Logo no começo do ano, em março, Lula soltou o seguinte: “Os usineiros de cana, que há 10 anos eram tidos como se fossem os bandidos do agronegócio deste país, estão virando heróis nacionais e mundiais.”. Juro que na hora tive uma taquicardia. Os recordistas do trabalho escravo no país são os usineiros da cana! Como podem ser heróis?! Só se for pra montar uma Super-Liga do Mal. E outra: não consigo imaginar alguns destes “heróis” usando a cueca por cima das calças. Tenho até náuseas.

Dias depois, falando sobre o Collor, Lula disse: “Ele pode dar uma grande contribuição ao país.”. Ora! Mas já deu. Minha poupança que o diga. Ok. Tudo bem. Em se tratando de maracutaia, Collor pode ajudar bastante. É um mestre.

No mês em que se homenageia o dia de luta do trabalhador, o presidente, que já foi um, mostrou sua cara de tucano: “Alguém fazer 90 dias de greve e receber os dias parados (...) deixa de ser greve e passa a ser férias.”.
Greves do ABC. Quem te viu, quem te vê!

No final de junho, assistimos a chacina organizada pelo governo do Rio no Complexo do Alemão.
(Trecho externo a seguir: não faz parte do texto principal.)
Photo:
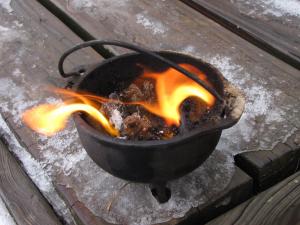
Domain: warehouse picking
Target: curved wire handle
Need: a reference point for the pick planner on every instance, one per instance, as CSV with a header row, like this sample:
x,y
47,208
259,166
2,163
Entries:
x,y
137,49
Mesmo com as provas de que houve execuções de jovens negros e pobres, Lula disparou sua metralhadora: “A polícia não está diante de nenhuma pessoa santa. Eu acho correta a atuação do governo do estado do Rio de Janeiro no Complexo do Alemão.”. Positivo, presidente. Então já está mais do que na hora da população pobre das favelas descer o morro e baixar a porrada em deputados, senadores, presidente. Ops!

Depois do vergonhoso troca-troca de cargos e da liberação de verbas arquitetada para salvar Renan Calheiros da forca, Lula declarou: “Eu não faço barganha, faço acordo programático.”. Certíssimo! Barganha é coisa de bandido, ora essa! O que houve foi, de fato, um acordo programático. Baseado num programa para a corrupção, claro. Mas ainda assim um programa.

Em dezembro, Lula mudou. Sobre a CPMF, disse: “Eu prefiro ser uma metamorfose ambulante, mudar de acordo como as coisas mudam”. Todo mundo percebeu a mudança, presidente. Ora, quem não notou que o senhor já não pensa nem age como antigamente? Mudou tanto que ficou irreconhecível. Até mesmo para a dona Marisa. Fico imaginando a cena: a primeira-dama acordando pela manhã e, virando-se para o homem ao seu lado, dizendo:
- FHC?! O que você está fazendo aqui?!
- Que história é essa de FHC, Marisa? Sou eu. O Lula.
- Sério?! Mas não é que eu nem percebi!
Por fim, encerrando o ano com uma patética piada de mau gosto, Lula falou sobre a greve de fome de dom Cappio: “Eu sei o que é greve de fome, dá uma fome danada.”. Não poderia ter sido pior.
Há muito tempo Lula esqueceu o que é uma greve. Há mais tempo ainda esqueceu também o que é a fome. E não é Alzheimer. Garanto.